Due: Sunday, September 20, 2020 by 11:59pm
- CS 432 students may complete this report in Markdown. Or, you may choose to use LaTeX instead.
- CS 532 students must complete this report using LaTeX generated to a PDF file (GitHub repo must contain both the LaTeX source and PDF).
- Any graphs required for your reports must be done in R or using a Python plotting library (see "The 7 most popular ways to plot data in Python") -- Excel graphs are unacceptable!
- When you include an image in your report, do not change the aspect ratio of the image. If you have trouble with this, ask for help in our Piazza group.
Reports are not just a list of questions and answers, but should include descriptions, screenshots, copy-paste of code output, references, as necessary. For each question you address, you must describe how you answered the question. I've provided a LaTeX template at https://www.overleaf.com/project/5f3d84d024c3ac0001fdaa1a. You can view the PDF generated there as well, so those who are using Markdown may want to look at it, too.
You may use existing code, but you must document and reference where you adapted the code -- give credit where credit is due! Use without attribution is plagiarism!
Your report should be named HW1-report.{md, tex, pdf}
, with the proper extension. Do not edit this file, README.md
All reports must include your name, class (make sure to distinguish between CS 432 and CS 523), assignment number/title, and date. You do not need a title page.
Write a report that contains the answers and explains how you arrived at the answers to the following questions.
Consider the "bow-tie" structure of the web in the Broder et al. paper (http://snap.stanford.edu/class/cs224w-readings/broder00bowtie.pdf) that was described in Week 1.
Now consider the following links:
A --> B
B --> A
B --> C
C --> D
C --> G
D --> A
D --> H
E --> F
E --> O
F --> G
G --> P
H --> L
J --> N
K --> I
M --> A
N --> L
O --> J
P --> C
Draw the resulting graph (either sketch on paper or use another tool) and include an image in your report.
For the above graph, list the nodes (in alphabetical order) that are each of the following categories:
- IN:
- SCC:
- OUT:
- Tendrils:
- indicate if the tendril is reachable from IN or can reach OUT
- Tubes:
- explain how the nodes serve as tubes
- Disconnected:
Demonstrate that you know how to use curl
and are familiar with the available options.
URI to request: http://www.cs.odu.edu/~mweigle/courses/cs532/ua_echo.php
a) In a single curl
command, request the URI, show the HTTP response headers, follow any redirects, and change the User-Agent HTTP request field to "CS432/532". Show command you used and the result of your execution on the command line. (Either take a screenshot of your terminal or copy/paste into a code segment.)
b) Then make the same request again, but without showing the HTTP response headers and with saving the HTML output to a file.
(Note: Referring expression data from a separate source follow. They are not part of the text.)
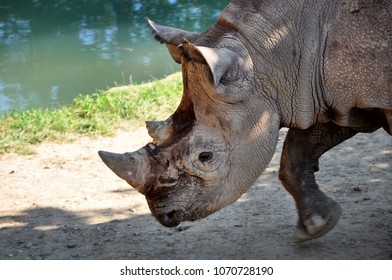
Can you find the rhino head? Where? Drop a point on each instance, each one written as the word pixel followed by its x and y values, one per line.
pixel 217 142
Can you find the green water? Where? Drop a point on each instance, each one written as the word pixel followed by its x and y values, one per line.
pixel 54 50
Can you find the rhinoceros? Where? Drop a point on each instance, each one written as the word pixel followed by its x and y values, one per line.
pixel 321 68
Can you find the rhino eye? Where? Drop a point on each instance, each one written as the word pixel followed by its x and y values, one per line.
pixel 205 156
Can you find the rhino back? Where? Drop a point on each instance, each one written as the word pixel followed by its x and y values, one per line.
pixel 322 60
pixel 358 62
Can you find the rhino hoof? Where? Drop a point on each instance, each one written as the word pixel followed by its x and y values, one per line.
pixel 316 225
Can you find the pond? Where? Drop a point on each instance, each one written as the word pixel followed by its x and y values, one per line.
pixel 52 51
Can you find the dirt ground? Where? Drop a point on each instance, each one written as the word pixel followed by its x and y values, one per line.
pixel 64 203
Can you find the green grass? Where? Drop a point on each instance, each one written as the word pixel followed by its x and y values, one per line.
pixel 99 113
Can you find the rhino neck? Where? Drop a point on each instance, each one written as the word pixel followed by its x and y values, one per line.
pixel 287 40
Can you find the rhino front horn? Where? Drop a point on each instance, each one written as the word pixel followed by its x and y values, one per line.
pixel 132 167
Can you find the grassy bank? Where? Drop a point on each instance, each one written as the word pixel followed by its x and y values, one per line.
pixel 100 113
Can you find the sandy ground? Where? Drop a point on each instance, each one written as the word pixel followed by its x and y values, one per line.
pixel 64 203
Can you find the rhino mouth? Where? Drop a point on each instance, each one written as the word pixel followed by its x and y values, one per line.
pixel 171 219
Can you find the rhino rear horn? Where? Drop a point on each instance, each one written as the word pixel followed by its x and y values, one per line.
pixel 172 37
pixel 160 131
pixel 219 60
pixel 132 167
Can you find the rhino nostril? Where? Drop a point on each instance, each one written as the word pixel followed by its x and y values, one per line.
pixel 169 220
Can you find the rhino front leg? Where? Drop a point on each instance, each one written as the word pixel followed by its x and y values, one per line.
pixel 317 213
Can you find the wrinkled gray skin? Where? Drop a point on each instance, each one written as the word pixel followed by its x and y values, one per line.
pixel 322 68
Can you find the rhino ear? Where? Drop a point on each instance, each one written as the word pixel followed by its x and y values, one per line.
pixel 219 60
pixel 172 37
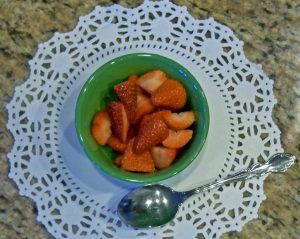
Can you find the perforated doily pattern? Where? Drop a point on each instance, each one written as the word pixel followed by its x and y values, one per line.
pixel 76 200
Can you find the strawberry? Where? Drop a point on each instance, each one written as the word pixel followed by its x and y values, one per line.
pixel 118 160
pixel 133 79
pixel 150 81
pixel 161 112
pixel 127 93
pixel 137 162
pixel 171 94
pixel 152 131
pixel 144 106
pixel 101 124
pixel 177 139
pixel 116 144
pixel 180 120
pixel 119 120
pixel 162 157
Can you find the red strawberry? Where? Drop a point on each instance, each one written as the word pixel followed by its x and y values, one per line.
pixel 144 106
pixel 133 79
pixel 137 162
pixel 150 81
pixel 127 93
pixel 180 120
pixel 177 139
pixel 171 94
pixel 162 157
pixel 118 160
pixel 152 131
pixel 115 143
pixel 101 127
pixel 119 120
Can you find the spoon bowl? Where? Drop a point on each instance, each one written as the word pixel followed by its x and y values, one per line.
pixel 157 204
pixel 150 206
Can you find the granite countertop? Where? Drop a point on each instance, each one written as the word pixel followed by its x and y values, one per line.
pixel 271 32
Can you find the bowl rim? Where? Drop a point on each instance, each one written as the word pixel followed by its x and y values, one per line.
pixel 155 177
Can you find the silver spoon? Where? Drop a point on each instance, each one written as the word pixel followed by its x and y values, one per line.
pixel 155 205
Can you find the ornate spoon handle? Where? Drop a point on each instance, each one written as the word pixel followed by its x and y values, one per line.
pixel 277 163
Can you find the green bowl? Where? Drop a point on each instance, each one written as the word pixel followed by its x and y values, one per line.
pixel 98 91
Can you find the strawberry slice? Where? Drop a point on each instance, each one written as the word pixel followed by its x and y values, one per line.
pixel 115 143
pixel 127 93
pixel 162 157
pixel 178 139
pixel 137 162
pixel 152 131
pixel 171 94
pixel 118 160
pixel 180 120
pixel 144 106
pixel 133 79
pixel 150 81
pixel 101 124
pixel 119 120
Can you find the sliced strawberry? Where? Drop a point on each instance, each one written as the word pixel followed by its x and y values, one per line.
pixel 178 139
pixel 171 94
pixel 119 120
pixel 152 131
pixel 115 143
pixel 127 93
pixel 144 106
pixel 101 130
pixel 180 120
pixel 162 157
pixel 133 79
pixel 137 162
pixel 161 112
pixel 118 160
pixel 150 81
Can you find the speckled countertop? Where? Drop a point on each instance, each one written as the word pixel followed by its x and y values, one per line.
pixel 271 32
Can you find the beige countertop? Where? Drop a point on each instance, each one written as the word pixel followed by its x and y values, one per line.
pixel 271 33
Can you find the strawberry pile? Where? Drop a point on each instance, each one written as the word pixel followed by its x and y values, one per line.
pixel 146 126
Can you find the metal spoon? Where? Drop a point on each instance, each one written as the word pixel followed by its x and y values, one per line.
pixel 155 205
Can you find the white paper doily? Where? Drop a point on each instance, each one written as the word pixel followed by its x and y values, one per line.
pixel 73 197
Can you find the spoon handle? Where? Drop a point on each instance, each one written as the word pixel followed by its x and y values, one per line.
pixel 279 162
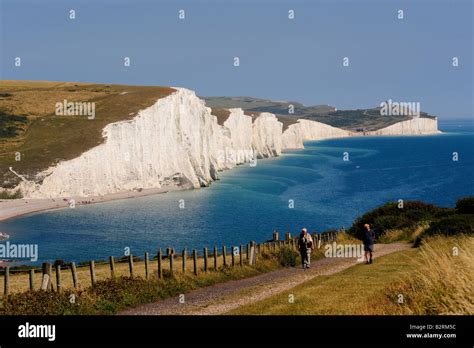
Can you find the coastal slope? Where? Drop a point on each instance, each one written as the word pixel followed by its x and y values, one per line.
pixel 179 142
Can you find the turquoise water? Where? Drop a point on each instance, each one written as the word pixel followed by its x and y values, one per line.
pixel 249 202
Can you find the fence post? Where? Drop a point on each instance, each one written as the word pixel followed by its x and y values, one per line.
pixel 240 255
pixel 215 258
pixel 32 279
pixel 147 276
pixel 58 277
pixel 184 260
pixel 74 274
pixel 171 256
pixel 205 259
pixel 6 287
pixel 160 268
pixel 112 266
pixel 46 281
pixel 195 261
pixel 275 235
pixel 92 268
pixel 224 256
pixel 233 256
pixel 130 265
pixel 252 254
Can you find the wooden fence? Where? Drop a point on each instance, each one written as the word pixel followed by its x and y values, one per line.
pixel 51 277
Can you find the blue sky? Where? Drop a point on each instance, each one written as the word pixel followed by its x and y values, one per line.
pixel 300 59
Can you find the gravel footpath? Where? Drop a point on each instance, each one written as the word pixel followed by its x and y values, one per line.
pixel 223 297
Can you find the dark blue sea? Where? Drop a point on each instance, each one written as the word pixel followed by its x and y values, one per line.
pixel 313 188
Show the command you used and the result of your execution on the command line. View that file in a browser and take a screenshot.
c) Finally, load the URI directly from your browser and take a screenshot.
Explain the results you get for each of these steps.
Write a Python program to find links to PDFs in a webpage.
Your program must do the following:
- take the URI of a webpage as a command-line argument
- extract all the links from the page
- for each link, use the
Content-Type
HTTP response header to determine if the link references a PDF file - for all links that reference a PDF file, print the original URI (found in the source of the original HTML), the final URI (after any redirects), and the number of bytes in the PDF file. (Hint:
Content-Length
HTTP response header)
Show that the program works on 3 different URIs, one of which must be https://www.cs.odu.edu/~mweigle/courses/cs532/pdfs.html
Here is a snippet of the expected operation:
% python3 findPDFs.py https://www.cs.odu.edu/~mweigle/courses/cs532/pdfs.html
URI: http://www.cs.odu.edu/~mln/pubs/ht-2015/hypertext-2015-temporal-violations.pdf
Final URI: https://www.cs.odu.edu/~mln/pubs/ht-2015/hypertext-2015-temporal-violations.pdf
Content Length: 2,184,076 bytes
URI: http://www.cs.odu.edu/~mln/pubs/tpdl-2015/tpdl-2015-annotations.pdf
Final URI: https://www.cs.odu.edu/~mln/pubs/tpdl-2015/tpdl-2015-annotations.pdf
Content Length: 622,981 bytes
Make sure that you have committed and pushed your local repo to GitHub. Your repo should contain any code you developed to answer the questions. Include "Ready to grade @weiglemc @brutushammerfist" in your final commit message.
Submit the URL of your report in Blackboard:
- Click on HW1 under Week 2 in Blackboard
- Under "Assignment Submission", click the "Write Submission" button.
- Copy/paste the URL of your report into the edit box
- should be something like https://github.com/cs432-websci-fall20/hw1-websci-username/blob/master/HW1-report.{pdf,md}
- Make sure to "Submit" your assignment.